The concept of linking manufacturing with 7 GW solar development plan has been launched without successful pilot-scale implementation. The concept is unique and has no success story in other markets across the globe, according to Somani.
The tender stipulates only advanced technologies like mono-PERC and hetrojunction, with average efficiency of minimum 21%, for manufacturing of solar cells.
Somani sees ‘assembly’ as the best opportunity in this (silicon and wafer) segment, as Indian manufacturers will face a high competitive risk from established counterparts globally.

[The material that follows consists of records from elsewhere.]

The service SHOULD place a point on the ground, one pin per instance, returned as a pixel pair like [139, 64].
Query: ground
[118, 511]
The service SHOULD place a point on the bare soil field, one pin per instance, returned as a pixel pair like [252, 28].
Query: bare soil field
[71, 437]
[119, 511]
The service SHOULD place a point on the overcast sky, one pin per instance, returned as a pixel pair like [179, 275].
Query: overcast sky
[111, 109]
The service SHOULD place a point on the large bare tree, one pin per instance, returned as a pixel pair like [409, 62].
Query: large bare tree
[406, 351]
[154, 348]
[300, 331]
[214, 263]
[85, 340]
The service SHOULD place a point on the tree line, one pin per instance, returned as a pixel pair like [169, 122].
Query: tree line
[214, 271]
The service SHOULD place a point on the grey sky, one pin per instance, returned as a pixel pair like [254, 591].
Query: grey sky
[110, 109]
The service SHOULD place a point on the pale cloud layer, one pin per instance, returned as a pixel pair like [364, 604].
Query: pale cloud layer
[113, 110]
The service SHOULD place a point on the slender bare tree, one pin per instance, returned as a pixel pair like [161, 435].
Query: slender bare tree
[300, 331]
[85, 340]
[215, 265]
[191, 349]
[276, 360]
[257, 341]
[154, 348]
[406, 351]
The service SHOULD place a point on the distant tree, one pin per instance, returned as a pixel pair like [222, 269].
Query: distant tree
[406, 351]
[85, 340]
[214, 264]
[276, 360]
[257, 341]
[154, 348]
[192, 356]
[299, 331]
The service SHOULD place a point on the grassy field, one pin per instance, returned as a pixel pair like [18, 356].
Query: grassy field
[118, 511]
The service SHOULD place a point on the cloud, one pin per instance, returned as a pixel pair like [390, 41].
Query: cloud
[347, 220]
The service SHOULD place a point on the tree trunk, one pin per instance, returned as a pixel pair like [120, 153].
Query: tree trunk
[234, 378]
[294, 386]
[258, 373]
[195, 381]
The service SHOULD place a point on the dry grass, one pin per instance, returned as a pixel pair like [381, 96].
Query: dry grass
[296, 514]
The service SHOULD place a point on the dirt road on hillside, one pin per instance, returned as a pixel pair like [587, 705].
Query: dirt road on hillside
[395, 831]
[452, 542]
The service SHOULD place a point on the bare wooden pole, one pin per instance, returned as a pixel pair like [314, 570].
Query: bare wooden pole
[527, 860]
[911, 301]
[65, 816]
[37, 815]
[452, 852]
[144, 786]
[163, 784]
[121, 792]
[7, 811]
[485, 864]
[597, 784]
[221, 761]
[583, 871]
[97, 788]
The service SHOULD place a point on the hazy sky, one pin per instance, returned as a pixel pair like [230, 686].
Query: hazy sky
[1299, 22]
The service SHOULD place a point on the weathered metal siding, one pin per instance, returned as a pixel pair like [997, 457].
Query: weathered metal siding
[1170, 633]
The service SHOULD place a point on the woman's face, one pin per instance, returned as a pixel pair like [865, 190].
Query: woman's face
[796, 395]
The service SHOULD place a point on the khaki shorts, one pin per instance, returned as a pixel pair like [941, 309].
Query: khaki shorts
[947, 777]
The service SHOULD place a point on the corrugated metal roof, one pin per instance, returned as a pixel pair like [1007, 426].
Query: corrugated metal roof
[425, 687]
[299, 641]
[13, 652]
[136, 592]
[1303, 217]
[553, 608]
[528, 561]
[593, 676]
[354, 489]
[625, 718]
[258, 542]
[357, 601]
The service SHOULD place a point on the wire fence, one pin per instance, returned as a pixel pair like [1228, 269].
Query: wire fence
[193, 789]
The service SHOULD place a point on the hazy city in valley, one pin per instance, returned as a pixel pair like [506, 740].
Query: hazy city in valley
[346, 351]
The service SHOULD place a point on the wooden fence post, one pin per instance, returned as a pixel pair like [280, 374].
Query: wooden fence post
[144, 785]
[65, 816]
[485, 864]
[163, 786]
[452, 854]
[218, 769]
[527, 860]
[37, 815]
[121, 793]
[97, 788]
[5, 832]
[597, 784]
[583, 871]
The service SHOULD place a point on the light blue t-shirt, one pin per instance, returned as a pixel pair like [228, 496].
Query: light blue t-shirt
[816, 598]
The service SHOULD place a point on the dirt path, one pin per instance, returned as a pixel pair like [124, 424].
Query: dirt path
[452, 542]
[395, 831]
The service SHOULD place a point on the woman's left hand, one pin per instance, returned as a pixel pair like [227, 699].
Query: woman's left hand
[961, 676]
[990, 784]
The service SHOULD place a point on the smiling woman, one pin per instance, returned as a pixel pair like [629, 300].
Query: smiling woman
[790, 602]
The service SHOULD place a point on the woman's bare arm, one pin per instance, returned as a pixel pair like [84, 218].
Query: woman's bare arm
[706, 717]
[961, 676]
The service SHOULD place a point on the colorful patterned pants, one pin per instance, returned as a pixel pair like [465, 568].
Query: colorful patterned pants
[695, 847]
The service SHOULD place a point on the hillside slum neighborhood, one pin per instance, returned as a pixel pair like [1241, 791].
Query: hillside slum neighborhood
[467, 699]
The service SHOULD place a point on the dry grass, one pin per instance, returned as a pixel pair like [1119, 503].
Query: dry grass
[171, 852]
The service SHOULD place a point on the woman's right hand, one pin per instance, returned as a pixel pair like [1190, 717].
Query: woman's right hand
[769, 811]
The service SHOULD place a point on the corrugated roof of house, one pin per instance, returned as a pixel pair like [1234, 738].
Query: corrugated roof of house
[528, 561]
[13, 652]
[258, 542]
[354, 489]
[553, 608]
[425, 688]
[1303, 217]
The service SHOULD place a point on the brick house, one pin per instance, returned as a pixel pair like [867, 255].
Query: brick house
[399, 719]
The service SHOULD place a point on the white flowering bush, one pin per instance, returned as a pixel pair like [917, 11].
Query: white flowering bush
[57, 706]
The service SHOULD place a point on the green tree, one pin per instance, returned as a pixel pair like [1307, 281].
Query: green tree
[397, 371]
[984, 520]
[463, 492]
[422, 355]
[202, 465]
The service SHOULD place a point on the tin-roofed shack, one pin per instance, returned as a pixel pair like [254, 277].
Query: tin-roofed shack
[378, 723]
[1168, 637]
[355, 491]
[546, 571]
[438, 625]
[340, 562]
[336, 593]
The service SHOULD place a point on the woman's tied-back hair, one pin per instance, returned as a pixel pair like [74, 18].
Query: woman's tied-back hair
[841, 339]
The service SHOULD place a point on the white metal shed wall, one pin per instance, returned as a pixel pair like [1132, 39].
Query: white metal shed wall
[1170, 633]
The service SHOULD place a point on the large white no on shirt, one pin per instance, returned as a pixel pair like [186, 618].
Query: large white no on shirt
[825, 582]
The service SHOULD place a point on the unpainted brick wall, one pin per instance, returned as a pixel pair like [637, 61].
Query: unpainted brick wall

“The PV technology is shifting from poly to mono and industries across the globe are switching to mono perc modules that provide higher efficiencies, higher outputs and longer warranty of 15 years. The manufacturing of silicon and wafers has seen a sharp decline in costs in recent times and the trend is likely to continue. Due to strong market competition and declining price trends, the risk is high for Indian developers venturing into this segment (silicon and wafer),” Somani explained, adding that “the best opportunity is to promote setting up assembly lines for GW scale in a big way.”
Going forward, Somani feels “the RFS needs to be reworked and deferred in reference to availability of grid infrastructure, land parcels, load demand, reasonability of tariff, enabling policies in place, and lenders confidence in funding the projects under the concept and plan.”